Mais Junior apporte immédiatement une nuance essentielle à cette vision : un réseau n’est réellement juste que s’il permet à chacun d’y participer.

Car une transition qui ne profiterait qu’à ceux qui disposent déjà de moyens financiers, de connaissances techniques ou d’un accès privilégié aux décisions risquerait de reproduire les inégalités qu’elle prétend combattre.

Junior pose alors une question essentielle : qui participe à cette transformation et qui en bénéficie ?

 

La Wallonie regardée depuis Oxford

Il y a quelque chose de singulier dans le parcours de Junior Mbangala.

Il travaille sur ces questions dans un environnement académique international, notamment à Oxford. Il a également vécu une expérience à la Délégation Wallonie-Bruxelles à Londres et poursuivi son parcours auprès de la Représentation permanente de la Belgique auprès des Nations Unies à New York.

Son chemin pourrait presque se résumer en une phrase : il a étudié ces questions à l’université d’Oxford, les a observées dans les territoires et est allé voir comment elles se négocient au niveau international.
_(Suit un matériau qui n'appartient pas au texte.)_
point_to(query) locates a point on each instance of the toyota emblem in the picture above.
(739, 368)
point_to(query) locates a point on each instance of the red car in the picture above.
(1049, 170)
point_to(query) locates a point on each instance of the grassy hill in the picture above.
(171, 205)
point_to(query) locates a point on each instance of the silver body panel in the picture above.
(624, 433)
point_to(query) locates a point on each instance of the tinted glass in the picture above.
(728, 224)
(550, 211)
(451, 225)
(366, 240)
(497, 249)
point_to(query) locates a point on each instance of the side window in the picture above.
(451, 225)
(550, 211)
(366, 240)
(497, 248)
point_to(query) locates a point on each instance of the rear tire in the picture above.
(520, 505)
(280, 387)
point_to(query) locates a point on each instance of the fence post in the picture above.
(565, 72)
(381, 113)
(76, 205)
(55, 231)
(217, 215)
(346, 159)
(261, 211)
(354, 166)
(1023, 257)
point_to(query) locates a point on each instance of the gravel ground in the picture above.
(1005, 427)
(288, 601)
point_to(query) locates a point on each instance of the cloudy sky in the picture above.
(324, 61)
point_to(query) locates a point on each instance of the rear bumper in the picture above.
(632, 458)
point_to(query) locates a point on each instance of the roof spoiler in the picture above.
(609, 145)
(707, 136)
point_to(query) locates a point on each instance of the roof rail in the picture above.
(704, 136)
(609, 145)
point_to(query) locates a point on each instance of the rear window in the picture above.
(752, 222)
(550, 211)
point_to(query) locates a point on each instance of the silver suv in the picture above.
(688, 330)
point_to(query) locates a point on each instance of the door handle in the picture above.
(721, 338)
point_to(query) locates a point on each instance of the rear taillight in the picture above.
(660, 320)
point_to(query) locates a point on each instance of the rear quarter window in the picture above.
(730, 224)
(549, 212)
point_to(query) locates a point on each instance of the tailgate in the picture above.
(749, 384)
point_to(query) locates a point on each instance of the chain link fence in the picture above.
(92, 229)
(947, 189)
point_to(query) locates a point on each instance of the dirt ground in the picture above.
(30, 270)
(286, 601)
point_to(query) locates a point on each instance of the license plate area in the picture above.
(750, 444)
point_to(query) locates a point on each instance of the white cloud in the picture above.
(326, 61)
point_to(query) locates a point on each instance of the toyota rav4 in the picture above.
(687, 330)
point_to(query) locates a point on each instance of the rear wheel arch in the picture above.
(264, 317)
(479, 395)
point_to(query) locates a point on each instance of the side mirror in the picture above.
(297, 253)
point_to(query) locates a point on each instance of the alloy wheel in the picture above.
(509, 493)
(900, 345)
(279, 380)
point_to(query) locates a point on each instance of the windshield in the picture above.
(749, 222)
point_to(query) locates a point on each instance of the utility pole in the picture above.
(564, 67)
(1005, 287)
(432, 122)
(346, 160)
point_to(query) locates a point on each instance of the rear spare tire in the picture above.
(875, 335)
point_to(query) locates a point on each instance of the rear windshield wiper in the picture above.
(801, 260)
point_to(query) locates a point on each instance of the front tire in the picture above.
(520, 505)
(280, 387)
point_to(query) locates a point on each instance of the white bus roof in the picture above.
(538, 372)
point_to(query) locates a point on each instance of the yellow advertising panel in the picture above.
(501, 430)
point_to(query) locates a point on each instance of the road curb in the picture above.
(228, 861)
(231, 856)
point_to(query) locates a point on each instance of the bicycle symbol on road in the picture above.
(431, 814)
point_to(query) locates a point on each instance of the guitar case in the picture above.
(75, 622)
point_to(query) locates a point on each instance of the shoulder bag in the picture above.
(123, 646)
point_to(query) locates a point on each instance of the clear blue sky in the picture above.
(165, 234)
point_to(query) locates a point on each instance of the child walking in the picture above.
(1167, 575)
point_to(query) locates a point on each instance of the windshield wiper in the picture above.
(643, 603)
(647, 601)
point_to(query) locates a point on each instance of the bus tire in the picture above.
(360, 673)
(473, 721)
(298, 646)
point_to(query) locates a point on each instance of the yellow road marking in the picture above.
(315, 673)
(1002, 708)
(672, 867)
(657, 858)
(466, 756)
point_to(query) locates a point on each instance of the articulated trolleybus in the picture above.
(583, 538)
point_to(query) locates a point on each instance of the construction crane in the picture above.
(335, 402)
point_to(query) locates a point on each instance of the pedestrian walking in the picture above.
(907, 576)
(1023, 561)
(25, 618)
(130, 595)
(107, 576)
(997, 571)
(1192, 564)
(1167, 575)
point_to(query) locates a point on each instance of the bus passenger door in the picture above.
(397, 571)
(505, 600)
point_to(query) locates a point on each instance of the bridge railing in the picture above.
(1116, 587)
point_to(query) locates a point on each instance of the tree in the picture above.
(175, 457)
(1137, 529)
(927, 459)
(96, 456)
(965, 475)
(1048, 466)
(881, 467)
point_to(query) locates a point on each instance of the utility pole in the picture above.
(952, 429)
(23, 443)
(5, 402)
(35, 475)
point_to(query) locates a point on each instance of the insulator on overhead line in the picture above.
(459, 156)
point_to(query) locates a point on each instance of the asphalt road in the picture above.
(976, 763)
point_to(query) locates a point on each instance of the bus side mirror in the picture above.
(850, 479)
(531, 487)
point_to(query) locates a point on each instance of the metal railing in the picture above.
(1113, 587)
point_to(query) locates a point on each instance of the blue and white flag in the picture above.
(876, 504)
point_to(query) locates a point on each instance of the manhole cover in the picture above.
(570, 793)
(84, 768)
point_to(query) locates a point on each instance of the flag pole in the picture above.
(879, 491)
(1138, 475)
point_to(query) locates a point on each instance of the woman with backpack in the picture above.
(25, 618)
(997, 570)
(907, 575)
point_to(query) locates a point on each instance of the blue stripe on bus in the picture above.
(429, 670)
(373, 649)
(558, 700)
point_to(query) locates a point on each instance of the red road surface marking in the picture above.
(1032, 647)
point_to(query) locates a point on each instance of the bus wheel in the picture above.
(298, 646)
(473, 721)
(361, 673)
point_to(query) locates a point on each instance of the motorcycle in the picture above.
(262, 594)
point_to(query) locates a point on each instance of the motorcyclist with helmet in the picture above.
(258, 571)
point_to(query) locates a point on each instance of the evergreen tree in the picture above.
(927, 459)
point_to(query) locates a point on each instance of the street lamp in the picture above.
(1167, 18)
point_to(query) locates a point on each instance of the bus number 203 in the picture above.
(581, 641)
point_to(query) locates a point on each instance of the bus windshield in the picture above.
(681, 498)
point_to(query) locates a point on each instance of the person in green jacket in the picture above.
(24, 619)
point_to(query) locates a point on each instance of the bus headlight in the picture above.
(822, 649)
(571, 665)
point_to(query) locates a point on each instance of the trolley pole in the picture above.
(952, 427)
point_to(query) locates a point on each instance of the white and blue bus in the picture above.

Mais son regard profondément humaniste ne s’est pas détaché de la Wallonie.

Au contraire.

Il semble avoir choisi de la regarder avec davantage de recul.

C’est peut-être l’un des apports les plus précieux des chercheurs qui circulent entre plusieurs mondes : ils reviennent avec des questions que l’on ne se pose pas toujours lorsque l’on reste enfermé dans nos frontières administratives.

Que pourrait devenir la Wallonie si elle considérait ses villes comme des laboratoires de transition ?

Que pourrait-on faire de nos bâtiments publics ?

De nos écoles ?

De nos quartiers ?

De nos toitures ?

De nos espaces urbains ?

De nos communautés ?

De nos champs et de nos terres agricoles ?

Et surtout : comment faire de la transition énergétique autre chose qu’une obligation réglementaire pour en faire un projet collectif ?

 

Des inondations à une nouvelle manière de penser l’avenir

Les inondations de 2021 ont donc été, pour Junior, bien davantage qu’une catastrophe naturelle.

Elles ont rendu visible une vulnérabilité qui était jusque-là souvent abordée à travers des concepts, des statistiques ou des projections.

Le changement climatique était là.

Cette expérience personnelle donne une dimension particulière à son travail.

Derrière les concepts de transition énergétique, de résilience urbaine ou de justice climatique, il y a une réalité vécue.

Et peut-être est-ce précisément ce dont nous avons besoin aujourd’hui : faire le lien entre la science et la vie quotidienne.

 

La question que la Wallonie devrait se poser

Le parcours de Junior Mbangala soulève une question qui dépasse largement sa personne.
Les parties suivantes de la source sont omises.